The Fall of Constantinople

The Eastern Roman Empire fared better from its capital, Constantinople. But with the rise of Islam in the seventh century, the empire dwindled in size over the centuries until Constantinople was finally conquered in 1453. This event changed Europe. Thousands of Greek-speaking theologians and priests fled into Europe, carrying their valued literature, both secular and religious. The secular literature sparked the Renaissance; the Greek Scriptures sparked the Protestant Reformation.

Within a few decades, universities began teaching Greek. In Milan, a book on Greek grammar was published in 1476—the first in a thousand years. In England, Oxford University began teaching Greek in 1484. Gerhard, the Dutch scholar, learned Greek at Oxford and became the Professor of Greek at Cambridge from 1509-1514. He adopted the Greek name, Erasmus, and published his Greek New Testament in 1516—the first of its kind ever to be published and sold to the public.

All of this was aided by the adoption of the printing press, which, in 1452, was used to print the Latin Vulgate edition known as the Gutenberg Bible. The printing press had been invented in China, and the technology was brought by the Mongols when they invaded the Mideast in the thirteenth century. Islamists refused to print their Holy Koran on such demeaning technology. But the West adopted it and soon the Bible was being printed for the common people to read.

The printing press created the need for translations of the Bible into the common language.

In 1526 William Tyndale attempted to translate the Bible into English but was driven out of England. He fled to Germany, where he met Martin Luther. Tyndale published his first English New Testament in 1526 and arranged to smuggle copies into England. Ten years later, in Belgium, on March 6, 1536 he was strangled and burned at the stake for his work. His dying words were: “Lord, open the King of England’s eyes.”

His prayer was answered in an unusual way. King Henry VIII had a dispute with the Pope over his divorce and remarriage, ultimately causing him to break away from Rome. The Acts of Supremacy in 1534 made him the head of the Church of England, and he soon gave support to the new “Protestant” movement.

Meanwhile, Martin Luther had discovered the principle of justification by faith alone in 1517, and he soon translated his German Bible, publishing it in 1534.

The Geneva Bible and the King James Version

The 5-year reign of Mary Tudor (1553-1558) attempted to turn England back under Papal rule. She caused more than 300 reformers, pastors, and Bible translators to be burned at the stake, giving her the nickname, “Bloody Mary.” Because of the danger, some of the best Bible scholars gathered in Geneva, Switzerland, under the protection of John Calvin. They were later joined by John Knox, who had fled from Scotland.

Here is where the Geneva Bible was translated and published in 1560. It was the first translation by a committee in a cooperative effort. It was also the first English Study Bible, having marginal notes to assist the reader. In this they followed the example set by the Masoretes, who had done this with the Hebrew Old Testament (the Massoretic Text).

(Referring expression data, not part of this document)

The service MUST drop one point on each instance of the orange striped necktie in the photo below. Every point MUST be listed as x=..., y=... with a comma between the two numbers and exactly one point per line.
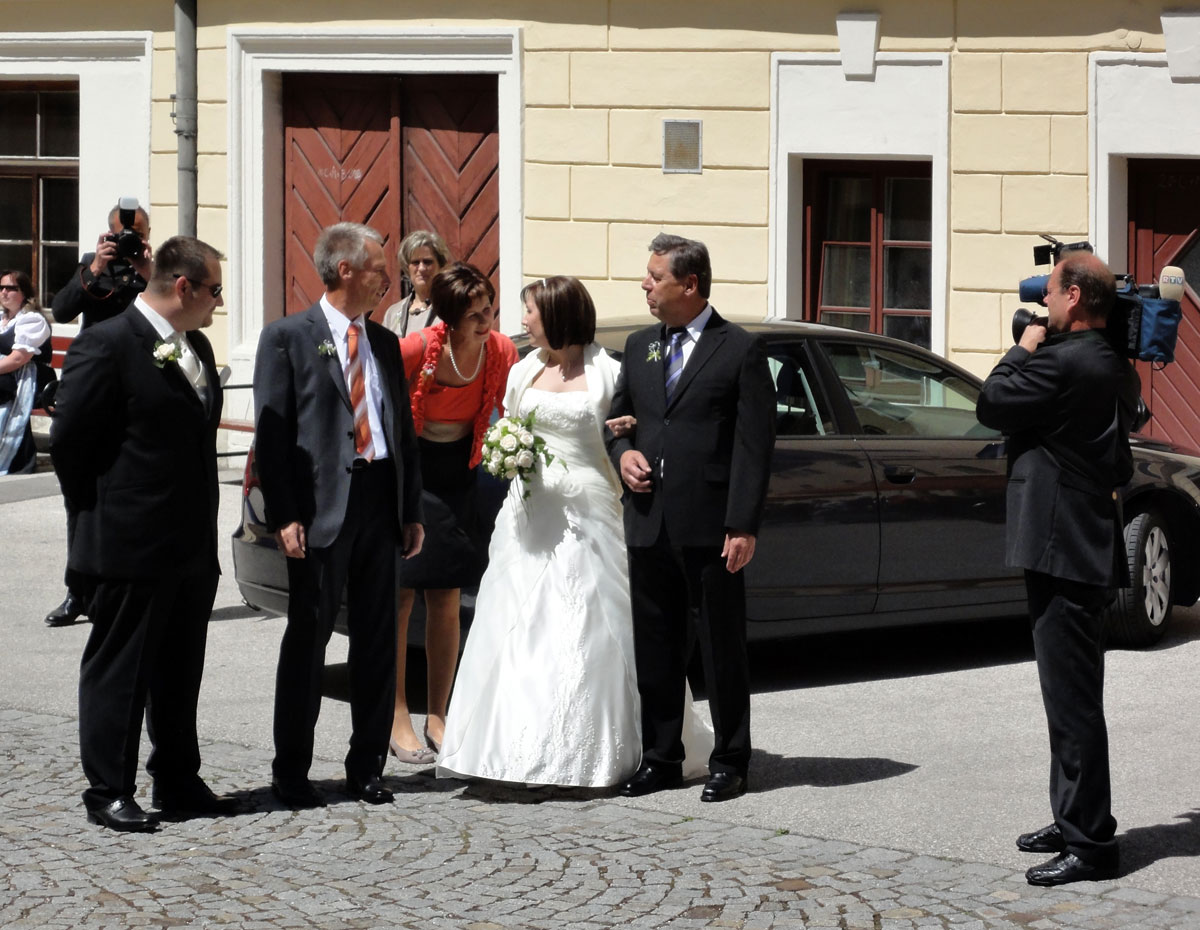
x=363, y=443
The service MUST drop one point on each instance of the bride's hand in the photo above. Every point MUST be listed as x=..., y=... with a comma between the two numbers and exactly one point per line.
x=621, y=426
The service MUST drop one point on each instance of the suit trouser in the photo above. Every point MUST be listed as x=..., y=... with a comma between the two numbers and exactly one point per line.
x=1069, y=648
x=679, y=592
x=363, y=563
x=144, y=655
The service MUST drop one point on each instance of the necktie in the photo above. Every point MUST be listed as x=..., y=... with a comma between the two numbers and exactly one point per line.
x=358, y=394
x=675, y=360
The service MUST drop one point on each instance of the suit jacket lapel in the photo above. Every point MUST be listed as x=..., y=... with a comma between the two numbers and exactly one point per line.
x=333, y=365
x=712, y=339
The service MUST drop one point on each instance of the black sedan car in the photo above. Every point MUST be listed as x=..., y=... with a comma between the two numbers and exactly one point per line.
x=887, y=501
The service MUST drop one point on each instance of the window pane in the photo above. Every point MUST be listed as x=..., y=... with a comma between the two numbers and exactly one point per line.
x=18, y=115
x=906, y=277
x=846, y=276
x=907, y=209
x=60, y=125
x=18, y=257
x=910, y=329
x=17, y=216
x=59, y=264
x=849, y=210
x=60, y=209
x=862, y=322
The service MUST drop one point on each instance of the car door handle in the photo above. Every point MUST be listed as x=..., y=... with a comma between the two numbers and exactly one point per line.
x=899, y=474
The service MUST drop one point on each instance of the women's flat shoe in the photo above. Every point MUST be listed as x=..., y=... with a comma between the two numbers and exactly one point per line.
x=421, y=756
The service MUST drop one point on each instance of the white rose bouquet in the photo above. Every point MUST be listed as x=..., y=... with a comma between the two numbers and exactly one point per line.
x=511, y=449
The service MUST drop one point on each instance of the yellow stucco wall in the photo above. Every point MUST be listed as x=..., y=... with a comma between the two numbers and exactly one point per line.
x=599, y=77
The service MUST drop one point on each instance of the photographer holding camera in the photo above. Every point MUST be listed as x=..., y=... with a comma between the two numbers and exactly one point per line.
x=1066, y=399
x=105, y=285
x=108, y=279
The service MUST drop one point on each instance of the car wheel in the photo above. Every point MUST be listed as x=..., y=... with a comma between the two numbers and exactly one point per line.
x=1140, y=613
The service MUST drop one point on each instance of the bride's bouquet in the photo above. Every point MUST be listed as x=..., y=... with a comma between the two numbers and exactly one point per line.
x=511, y=449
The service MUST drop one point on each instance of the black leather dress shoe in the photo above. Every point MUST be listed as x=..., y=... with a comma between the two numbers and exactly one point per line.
x=649, y=779
x=297, y=792
x=125, y=815
x=193, y=797
x=1048, y=839
x=1066, y=867
x=66, y=612
x=371, y=790
x=724, y=786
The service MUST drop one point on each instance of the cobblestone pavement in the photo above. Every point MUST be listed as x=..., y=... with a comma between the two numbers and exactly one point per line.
x=455, y=856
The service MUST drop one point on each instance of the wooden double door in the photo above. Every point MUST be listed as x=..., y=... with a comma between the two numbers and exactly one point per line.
x=1164, y=229
x=397, y=153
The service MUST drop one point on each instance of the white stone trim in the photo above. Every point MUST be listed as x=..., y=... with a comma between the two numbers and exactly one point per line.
x=1138, y=112
x=817, y=113
x=113, y=70
x=258, y=57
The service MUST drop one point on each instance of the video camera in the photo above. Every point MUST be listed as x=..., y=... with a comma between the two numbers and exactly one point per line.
x=130, y=246
x=1144, y=321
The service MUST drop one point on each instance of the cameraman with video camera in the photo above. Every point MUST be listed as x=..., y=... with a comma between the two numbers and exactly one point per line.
x=105, y=285
x=108, y=279
x=1066, y=397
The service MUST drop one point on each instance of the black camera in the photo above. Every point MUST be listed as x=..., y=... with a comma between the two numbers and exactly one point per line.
x=130, y=246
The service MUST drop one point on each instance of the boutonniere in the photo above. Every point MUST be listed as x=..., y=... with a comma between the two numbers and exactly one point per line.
x=165, y=352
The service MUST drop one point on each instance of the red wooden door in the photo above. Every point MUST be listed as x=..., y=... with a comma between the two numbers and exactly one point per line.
x=1164, y=229
x=341, y=161
x=451, y=165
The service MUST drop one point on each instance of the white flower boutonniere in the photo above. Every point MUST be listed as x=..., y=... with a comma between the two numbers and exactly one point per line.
x=165, y=352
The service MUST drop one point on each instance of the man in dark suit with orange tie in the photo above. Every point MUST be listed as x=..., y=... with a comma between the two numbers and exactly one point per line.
x=336, y=456
x=696, y=466
x=133, y=442
x=1066, y=397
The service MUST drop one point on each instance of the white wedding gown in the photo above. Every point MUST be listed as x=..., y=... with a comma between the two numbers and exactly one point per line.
x=546, y=691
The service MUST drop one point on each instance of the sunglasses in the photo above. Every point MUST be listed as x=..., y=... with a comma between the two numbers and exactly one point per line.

This had also been done with the four gospels in Codex W, but these Geneva scholars did not know about that text.

The Geneva Bible quickly became the most widely used English Bible ever published. It was the Bible used by Shakespeare in the late 1500’s and early 1600’s. The Puritans in England used it, and the Pilgrims who sailed to America brought it with them as well. However, the marginal notes infuriated King James because it advocated “sedition” against the king if he should decree laws and commands that contradicted the laws of God. The notes also taught the priesthood of all believers, which reduced the importance of both Roman and Anglican priests.

For this reason, King James authorized a new Bible, one that did not contain any marginal notes. The King James Version was published in 1611 and became the “authorized” version—implying that the Geneva Bible was not “authorized.” In time, the KJV largely replaced the Geneva Bible.